C’è una banale legge di mercato che vale per tutti i settori: nel sistema produttivo, nella Pubblica Amministrazione, nella Scuola e Università, nella Sanità. Chi ha un ruolo più importante, più necessario, più difficile da affidare a la qualunque, deve essere pagato e valorizzato di più. Agli insegnanti si chiede di essere polivalenti, produttori e diffusori di conoscenza, psicologi del singolo e della società, materni e paterni come succedanei delle famiglie, un po’ custodi della legge (controllo di chi si fa spinelli) ma se osano uscire dall’anonimato ed esercitare il loro diritto di pronunciare parole libere e fondate, che non piacciono di solito, allora si invocano punizioni, ispezioni, pubbliche crocifissioni. Accade ovunque ed è accaduto anche a Cosenza con il socialista (?) libertario Sindaco Caruso.
E il giorno dello stipendio misurano di quanta considerazione godano da parte del datore di lavoro che “conta” per ogni emergenza su di loro.
Lo stesso alla Sanità: da eroi, veri eroi con molte vittime, medici e paramedici passano dalle stelle alle stalle. Stipendi bassi, turni senza orari – i malati non lo sono per 8 ore compreso l’intervallo pranzo – pensioni tagliate, aggressioni quotidiane da parte di parenti esagitati perché il loro caro, come capita, è diventato un “caro estinto”.
Vi risparmio il ricordo del Ministro Tremonti, di solito persona sobria (nel senso di non alcolista), che afferma che di “cultura non si campa”.
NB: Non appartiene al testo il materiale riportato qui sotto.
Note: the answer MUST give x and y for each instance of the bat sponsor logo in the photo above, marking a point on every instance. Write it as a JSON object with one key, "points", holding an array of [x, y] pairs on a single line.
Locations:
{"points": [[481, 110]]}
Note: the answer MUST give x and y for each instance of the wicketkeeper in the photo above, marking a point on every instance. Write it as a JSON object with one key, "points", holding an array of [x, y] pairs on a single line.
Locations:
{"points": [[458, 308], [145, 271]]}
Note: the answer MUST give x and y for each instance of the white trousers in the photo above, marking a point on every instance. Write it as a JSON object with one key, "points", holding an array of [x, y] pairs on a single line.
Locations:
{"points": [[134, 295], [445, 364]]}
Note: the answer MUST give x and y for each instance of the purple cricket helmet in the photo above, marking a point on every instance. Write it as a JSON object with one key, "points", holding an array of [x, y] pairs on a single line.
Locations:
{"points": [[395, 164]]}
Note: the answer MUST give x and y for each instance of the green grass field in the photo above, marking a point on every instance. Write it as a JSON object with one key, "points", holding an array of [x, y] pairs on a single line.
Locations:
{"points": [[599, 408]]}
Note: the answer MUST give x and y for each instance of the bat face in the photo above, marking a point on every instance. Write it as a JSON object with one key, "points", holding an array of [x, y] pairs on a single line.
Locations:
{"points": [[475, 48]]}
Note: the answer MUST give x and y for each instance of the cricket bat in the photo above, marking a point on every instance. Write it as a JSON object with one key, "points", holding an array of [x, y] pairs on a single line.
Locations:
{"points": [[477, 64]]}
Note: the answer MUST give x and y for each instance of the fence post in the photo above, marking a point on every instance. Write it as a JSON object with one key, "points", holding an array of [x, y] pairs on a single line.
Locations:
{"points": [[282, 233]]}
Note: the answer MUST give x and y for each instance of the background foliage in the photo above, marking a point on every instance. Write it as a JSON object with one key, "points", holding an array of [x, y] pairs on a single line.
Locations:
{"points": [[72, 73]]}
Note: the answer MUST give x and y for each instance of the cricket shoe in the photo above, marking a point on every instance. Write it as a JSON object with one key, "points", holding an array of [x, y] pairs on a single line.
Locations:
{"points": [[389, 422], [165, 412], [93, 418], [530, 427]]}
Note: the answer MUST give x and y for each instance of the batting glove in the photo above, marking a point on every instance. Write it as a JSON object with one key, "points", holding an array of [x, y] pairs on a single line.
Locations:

Lo dica ai Direttori dei Musei che sono visitati da milioni di persone, lo dica ai ricercatori che tengono in piedi le varie discipline, lo dica ai Direttori delle grandi Biblioteche e degli Archivi che custodiscono la memoria del nostro passato.
Quindi in sintesi: di cultura in senso lato non si mangia, ma di ignoranza si muore; professionisti qualificati negli ospedali e nella pubblica amministrazione servono come il pane, ma li si paga poco e li si elogia solo se c’è un Covid in giro.
Il sospetto più che fondato è che l’ignoranza, che si porta appresso il conformismo, il servilismo, e tutti gli ismi del vocabolario, non è un male da aggredire ma per molti, di solito ai vertici delle varie branche del potere, un valore da custodire, una specie di polizza assicurativa per la loro carriera e per la loro intangibilità.
L’ignorante o il cretino è inutile alla società, ma è utilissimo ad altri ignoranti e incompetenti che danno la caccia, non per assumerli, ma per farli fuori a quelli che il cervello ce l’hanno e lo mantengono in efficienza proprio con la cultura.